Still—and here we’ll stop evading the question—having all those options means states will need to decide where doses of each go. There are no guidelines yet for where vaccines will be sent, and Schwartz thinks many states will opt to keep it that way: The feds will send a batch of vaccines out, and they’ll go to whichever provider—whether that’s a pharmacy or doctor’s office or mass clinic—needs them. In other words, distribution will be first-come, first-serve and fairly random. But other states may see an opportunity to prioritize certain vaccines for certain people. They could try to reserve the mRNA vaccines for the people most at risk from severe illness, given the slight boost in protection. Or they might choose to nudge the J&J vaccine to certain areas—say, rural communities with less medical infrastructure—because of its logistical ease.
Yet Ann Lewandowski, a program manager at the Rural Wisconsin Health Cooperative, says that doesn’t square with the challenges of the vaccine distribution effort so far.
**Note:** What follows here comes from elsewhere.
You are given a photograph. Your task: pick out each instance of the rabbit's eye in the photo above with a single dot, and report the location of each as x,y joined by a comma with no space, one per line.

The logistical challenges particular to the mRNA vaccines, like freezer space, have been far less an issue than ensuring an adequate and predictable supply—enough for their patients, but not so much in one batch that they’re overwhelmed. (One way J&J could help is by sending out smaller, more flexible orders appropriate for small clinics, Lewandowski says. The company didn’t respond to an inquiry asking about its expected minimum order size.) In any case, she agrees with Fauci: The biggest need is delivering more shots.
There are some situations where she could see a single-shot vaccine being particularly useful. One might be for instances in which second doses are particularly hard to arrange: for example, at a pop-up clinic that serves unhoused people. Lewandowski has a relative without a permanent address or doctor, and she knows how difficult it can be to get people in those situations back for a second dose. “I’m a realist,” she says. “My personal experience is with somebody who is hard to track down.” But when she floated the idea in a Facebook group where health workers were discussing the J&J results, she got pushback. Another health official argued that giving a less effective vaccine to vulnerable people was akin to “giving up” on finding them again for second doses, relegating them to an inferior product.